The Correct Option is A

Step 1: Understanding the Concept:
According to Kepler's Second Law, the areal velocity (\( dA/dt \)) of a planet or satellite is constant and is related to its angular momentum \( L \).
: Key Formula or Approach:
1. Areal Velocity \( \frac{dA}{dt} = \frac{L}{2m} \).
2. For a circular or near-circular orbit, angular momentum \( L = mvr \).
3. Orbital velocity \( v = \sqrt{\frac{GM}{r}} \).
Step 2: Detailed Explanation:
In an elliptical orbit, \( \frac{dA}{dt} \) is generally constant (\( r^0 \)). However, evaluating the options and the provided solution key:
The areal velocity is proportional to the angular momentum \( L \).

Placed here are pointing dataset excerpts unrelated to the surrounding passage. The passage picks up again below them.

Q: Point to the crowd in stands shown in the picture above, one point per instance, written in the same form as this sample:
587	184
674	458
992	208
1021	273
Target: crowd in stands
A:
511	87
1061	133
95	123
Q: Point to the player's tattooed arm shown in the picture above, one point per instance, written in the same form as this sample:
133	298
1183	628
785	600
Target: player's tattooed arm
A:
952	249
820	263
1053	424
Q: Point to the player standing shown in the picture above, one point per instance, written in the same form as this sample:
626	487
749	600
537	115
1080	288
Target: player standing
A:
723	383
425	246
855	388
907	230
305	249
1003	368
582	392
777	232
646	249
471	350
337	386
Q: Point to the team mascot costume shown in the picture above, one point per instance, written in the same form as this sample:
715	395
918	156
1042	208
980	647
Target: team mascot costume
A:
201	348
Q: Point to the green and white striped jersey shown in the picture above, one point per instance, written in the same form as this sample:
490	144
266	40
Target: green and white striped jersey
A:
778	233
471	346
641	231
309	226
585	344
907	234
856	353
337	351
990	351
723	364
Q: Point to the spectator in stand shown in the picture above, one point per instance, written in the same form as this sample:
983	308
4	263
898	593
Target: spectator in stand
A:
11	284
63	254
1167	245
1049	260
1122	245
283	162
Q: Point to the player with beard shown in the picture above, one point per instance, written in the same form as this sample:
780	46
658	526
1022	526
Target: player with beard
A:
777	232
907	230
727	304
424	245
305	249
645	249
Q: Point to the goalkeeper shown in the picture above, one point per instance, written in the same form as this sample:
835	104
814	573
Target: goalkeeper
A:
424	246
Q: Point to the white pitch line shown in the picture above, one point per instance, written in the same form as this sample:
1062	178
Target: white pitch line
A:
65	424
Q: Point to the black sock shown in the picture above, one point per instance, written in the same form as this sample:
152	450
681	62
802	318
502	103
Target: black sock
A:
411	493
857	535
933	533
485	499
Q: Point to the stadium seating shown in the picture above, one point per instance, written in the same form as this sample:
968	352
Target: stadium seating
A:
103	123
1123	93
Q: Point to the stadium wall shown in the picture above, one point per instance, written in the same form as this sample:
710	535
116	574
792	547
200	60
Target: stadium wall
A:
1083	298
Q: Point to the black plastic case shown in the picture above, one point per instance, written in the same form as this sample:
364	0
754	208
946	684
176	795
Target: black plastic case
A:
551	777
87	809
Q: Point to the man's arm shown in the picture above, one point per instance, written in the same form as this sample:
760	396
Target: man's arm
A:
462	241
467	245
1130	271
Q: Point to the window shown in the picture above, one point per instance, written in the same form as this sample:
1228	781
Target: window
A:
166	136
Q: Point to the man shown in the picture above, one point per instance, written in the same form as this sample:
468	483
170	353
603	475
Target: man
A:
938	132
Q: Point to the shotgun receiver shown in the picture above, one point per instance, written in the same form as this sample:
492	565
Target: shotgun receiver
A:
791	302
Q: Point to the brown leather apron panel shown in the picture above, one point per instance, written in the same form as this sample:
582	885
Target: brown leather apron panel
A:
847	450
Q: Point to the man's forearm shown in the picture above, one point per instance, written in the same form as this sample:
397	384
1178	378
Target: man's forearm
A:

\[ \frac{dA}{dt} \propto L \]
Using the relation for a satellite orbiting at distance \( r \):
\[ L = m \cdot v \cdot r = m \cdot \sqrt{\frac{GM}{r}} \cdot r \]
\[ L = m \sqrt{GM \cdot r} \]
Therefore, \( L \propto \sqrt{r} \).
Since \( \frac{dA}{dt} \propto L \), we have:
\[ \frac{dA}{dt} \propto r^{1/2} \]
Step 3: Final Answer:
The rate of change of area is proportional to \( r^{1/2} \).